A Rwandan in my convoy made inquiries and announced, “This fellow was wanting to rape the woman who cried.” He explained that the whooping we’d heard was a conventional distress signal and that it carried an obligation. “You hear it, you do it, too. And you come running,” he said. “No choice. You must. If you ignored this crying, you would have questions to answer. This is how Rwandans live in the hills.” He held his hands up flat, and tipped them against each other this way and that, shuffling them around to indicate a patchwork, which is the way the land is parceled up, plot by plot, each household well set off from the next within its patch. “The people are living separately together,” he said. “So there is responsibility. I cry, you cry. You cry, I cry. We all come running, and the one that stays quiet, the one that stays home, must explain. Is he in league with the criminals? Is he a coward? And what would he expect when he cries? This is simple. This is normal. This is community.”

It struck me as an enviable arrangement. If you cry out, where you live, can you expect to be heard? If you hear a cry of alarm, do you add your voice and come running? Are rapes often averted, and rapists captured, in this way in your place? I was deeply impressed. But what if this system of communal obligation is turned on its head, so that murder and rape become the rule? What if innocence becomes a crime and the person who protects his neighbor is counted as an “accomplice”? Does it then become normal for tear gas to be used to make people in dark hiding places cry so that they can be killed? Later, when I visited Mugonero, and Samuel told me about the tear gas, I remembered the woman’s cry in the valley.

IN MID-JULY of 1994, three months after the massacre at the Mugonero Adventist complex, the church president, Pastor Elizaphan Ntakirutimana, fled with his wife to Zaire, then to Zambia, and from there to Laredo, Texas. It wasn’t easy for Rwandans to get American visas after the genocide, but the Ntakirutimanas had a son named Eliel in Laredo, a cardiac anesthesiologist who had been a naturalized United States citizen for more than a decade. So the pastor and his wife were granted green cards—“permanent resident alien” status—and settled in Laredo. Shortly after they arrived, a group of Tutsis who lived in the Midwest sent a letter to the White House, asking that Pastor Ntakirutimana be brought to justice for his conduct during the Mugonero massacre. “After several months,” one of the letter’s signers told me, “an answer came from Thomas E. Donilon, Assistant Secretary of State for Public Affairs, expressing sympathy for what happened and then just stating the terms of all the foreign aid America was giving to Rwanda. We were saying, here are one million people killed, and here’s one man—so we were kind of upset.”

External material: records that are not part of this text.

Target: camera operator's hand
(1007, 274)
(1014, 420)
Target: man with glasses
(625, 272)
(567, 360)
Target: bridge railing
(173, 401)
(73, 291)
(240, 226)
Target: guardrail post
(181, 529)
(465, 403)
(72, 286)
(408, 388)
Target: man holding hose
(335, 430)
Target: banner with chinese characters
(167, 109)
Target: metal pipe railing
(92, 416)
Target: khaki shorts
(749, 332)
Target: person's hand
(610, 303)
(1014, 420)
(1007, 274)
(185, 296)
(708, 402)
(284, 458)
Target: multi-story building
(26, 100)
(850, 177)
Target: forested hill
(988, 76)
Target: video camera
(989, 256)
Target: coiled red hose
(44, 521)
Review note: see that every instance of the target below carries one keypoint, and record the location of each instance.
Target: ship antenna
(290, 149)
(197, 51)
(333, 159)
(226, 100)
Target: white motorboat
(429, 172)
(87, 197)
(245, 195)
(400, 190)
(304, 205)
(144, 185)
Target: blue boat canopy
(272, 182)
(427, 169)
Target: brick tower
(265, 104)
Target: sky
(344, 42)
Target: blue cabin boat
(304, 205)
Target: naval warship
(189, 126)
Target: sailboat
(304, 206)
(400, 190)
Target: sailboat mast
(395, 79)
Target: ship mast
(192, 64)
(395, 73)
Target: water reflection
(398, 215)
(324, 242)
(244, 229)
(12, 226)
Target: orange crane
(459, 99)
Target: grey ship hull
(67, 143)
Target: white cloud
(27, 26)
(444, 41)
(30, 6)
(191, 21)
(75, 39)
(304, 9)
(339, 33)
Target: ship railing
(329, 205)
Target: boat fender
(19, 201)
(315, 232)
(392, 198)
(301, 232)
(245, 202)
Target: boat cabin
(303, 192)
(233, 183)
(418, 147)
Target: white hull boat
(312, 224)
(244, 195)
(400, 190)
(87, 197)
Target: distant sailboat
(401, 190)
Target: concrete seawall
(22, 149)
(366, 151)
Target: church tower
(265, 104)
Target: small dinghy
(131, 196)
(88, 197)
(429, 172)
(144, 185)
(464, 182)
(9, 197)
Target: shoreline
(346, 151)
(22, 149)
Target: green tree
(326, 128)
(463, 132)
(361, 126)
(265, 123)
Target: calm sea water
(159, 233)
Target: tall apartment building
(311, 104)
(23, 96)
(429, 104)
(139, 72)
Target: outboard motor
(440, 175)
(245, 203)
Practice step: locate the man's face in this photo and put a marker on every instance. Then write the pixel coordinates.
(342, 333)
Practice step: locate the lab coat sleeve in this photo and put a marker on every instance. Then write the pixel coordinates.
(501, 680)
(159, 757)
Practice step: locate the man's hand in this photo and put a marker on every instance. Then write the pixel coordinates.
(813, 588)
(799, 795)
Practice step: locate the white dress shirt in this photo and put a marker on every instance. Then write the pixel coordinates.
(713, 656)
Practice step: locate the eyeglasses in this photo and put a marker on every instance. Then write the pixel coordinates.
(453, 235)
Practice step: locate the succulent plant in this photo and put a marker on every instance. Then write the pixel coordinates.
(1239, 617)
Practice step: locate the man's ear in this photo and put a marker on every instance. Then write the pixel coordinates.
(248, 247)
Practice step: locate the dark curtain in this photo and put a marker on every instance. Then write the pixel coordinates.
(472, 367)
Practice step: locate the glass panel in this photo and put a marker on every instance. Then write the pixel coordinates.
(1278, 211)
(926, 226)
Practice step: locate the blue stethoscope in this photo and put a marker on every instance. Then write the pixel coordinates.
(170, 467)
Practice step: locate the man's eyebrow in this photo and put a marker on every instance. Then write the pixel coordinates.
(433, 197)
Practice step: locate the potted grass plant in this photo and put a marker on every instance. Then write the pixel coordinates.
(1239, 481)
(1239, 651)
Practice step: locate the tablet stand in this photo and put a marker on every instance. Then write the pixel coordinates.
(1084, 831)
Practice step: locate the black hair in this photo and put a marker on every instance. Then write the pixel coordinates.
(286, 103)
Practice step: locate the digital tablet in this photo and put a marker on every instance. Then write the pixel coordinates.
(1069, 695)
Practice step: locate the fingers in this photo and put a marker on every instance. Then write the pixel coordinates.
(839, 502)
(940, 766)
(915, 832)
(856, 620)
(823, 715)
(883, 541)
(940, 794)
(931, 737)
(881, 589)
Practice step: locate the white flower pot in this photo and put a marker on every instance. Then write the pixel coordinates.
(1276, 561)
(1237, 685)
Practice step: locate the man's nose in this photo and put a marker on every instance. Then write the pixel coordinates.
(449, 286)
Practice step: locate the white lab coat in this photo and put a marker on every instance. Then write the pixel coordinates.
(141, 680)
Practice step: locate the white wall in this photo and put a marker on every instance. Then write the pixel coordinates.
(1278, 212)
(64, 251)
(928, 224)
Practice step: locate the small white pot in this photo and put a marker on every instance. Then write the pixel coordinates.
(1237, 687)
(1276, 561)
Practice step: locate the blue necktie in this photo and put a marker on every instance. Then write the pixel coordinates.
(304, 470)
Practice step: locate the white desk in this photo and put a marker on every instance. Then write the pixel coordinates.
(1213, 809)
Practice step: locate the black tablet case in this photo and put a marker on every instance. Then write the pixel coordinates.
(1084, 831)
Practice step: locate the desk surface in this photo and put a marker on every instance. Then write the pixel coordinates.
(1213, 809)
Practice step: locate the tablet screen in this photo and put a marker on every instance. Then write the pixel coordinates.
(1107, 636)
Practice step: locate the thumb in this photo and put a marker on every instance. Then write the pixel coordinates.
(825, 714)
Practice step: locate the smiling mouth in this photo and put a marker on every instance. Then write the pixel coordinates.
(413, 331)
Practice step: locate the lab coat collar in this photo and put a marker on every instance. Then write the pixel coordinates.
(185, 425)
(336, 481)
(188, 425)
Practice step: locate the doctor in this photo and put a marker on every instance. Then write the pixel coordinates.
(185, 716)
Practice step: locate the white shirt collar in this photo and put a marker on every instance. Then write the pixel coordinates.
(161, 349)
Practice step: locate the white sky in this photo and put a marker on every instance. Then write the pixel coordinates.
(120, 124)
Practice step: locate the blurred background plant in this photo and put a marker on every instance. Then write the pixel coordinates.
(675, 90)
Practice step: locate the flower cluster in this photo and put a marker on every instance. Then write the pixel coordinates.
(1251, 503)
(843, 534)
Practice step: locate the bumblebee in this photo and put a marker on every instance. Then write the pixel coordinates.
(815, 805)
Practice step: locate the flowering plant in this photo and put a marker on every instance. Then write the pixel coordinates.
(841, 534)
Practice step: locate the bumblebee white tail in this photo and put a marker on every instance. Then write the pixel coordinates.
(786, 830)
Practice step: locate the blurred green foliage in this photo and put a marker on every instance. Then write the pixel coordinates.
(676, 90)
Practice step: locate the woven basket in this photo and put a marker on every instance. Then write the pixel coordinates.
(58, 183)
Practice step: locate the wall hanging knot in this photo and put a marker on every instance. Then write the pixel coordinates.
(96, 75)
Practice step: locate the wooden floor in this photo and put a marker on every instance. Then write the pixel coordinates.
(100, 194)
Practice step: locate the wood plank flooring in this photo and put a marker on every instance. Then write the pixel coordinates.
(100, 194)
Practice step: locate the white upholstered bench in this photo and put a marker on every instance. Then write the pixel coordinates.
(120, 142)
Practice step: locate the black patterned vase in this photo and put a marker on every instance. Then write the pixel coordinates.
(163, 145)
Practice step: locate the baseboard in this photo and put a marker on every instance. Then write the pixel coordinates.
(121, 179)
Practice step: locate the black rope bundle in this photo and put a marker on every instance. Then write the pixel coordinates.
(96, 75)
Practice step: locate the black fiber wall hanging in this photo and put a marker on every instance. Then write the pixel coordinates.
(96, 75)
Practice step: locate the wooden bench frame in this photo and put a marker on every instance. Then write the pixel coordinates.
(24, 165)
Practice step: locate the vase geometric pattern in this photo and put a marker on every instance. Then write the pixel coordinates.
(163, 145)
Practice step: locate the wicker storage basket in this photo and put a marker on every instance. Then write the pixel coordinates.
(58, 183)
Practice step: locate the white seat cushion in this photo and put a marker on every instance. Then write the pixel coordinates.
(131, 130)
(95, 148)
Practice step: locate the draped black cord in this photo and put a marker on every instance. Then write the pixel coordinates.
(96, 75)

On the second anniversary of the Mugonero massacre, a small group of Tutsis descended on Laredo to march and wave signs outside the Ntakirutimanas’ residence. They hoped to attract press coverage, and the story was sensational: a preacher accused of presiding over the slaughter of hundreds in his congregation. Serbs suspected of much less extensive crimes in the former Yugoslavia—men with no hope of American green cards—were receiving daily international coverage, but aside from a few scattered news briefs, the pastor had been spared such unpleasantness.

Yet, when I returned to New York in September of 1996, a week after my visit to Mugonero, I learned that the FBI was preparing to arrest Elizaphan Ntakirutimana in Laredo. The United Nations’ International Criminal Tribunal for Rwanda, sitting in Arusha, Tanzania, had issued an indictment against him, charging him with three counts of genocide and three counts of crimes against humanity. The indictment, which made the same charges against Dr. Gerard Ntakirutimana, as well as the mayor, Charles Sikubwabo, and a local businessman, told the same story that survivors had told me: the pastor had “instructed” Tutsis to take refuge at the Adventist complex; Dr. Gerard had helped to extricate “non-Tutsis” from among the refugees; father and son had arrived at the complex on the morning of April 16, 1994, in a convoy of attackers; and “during the months that followed” both men were held to have “searched for and attacked Tutsi survivors and others, killing or causing serious bodily or mental harm to them.”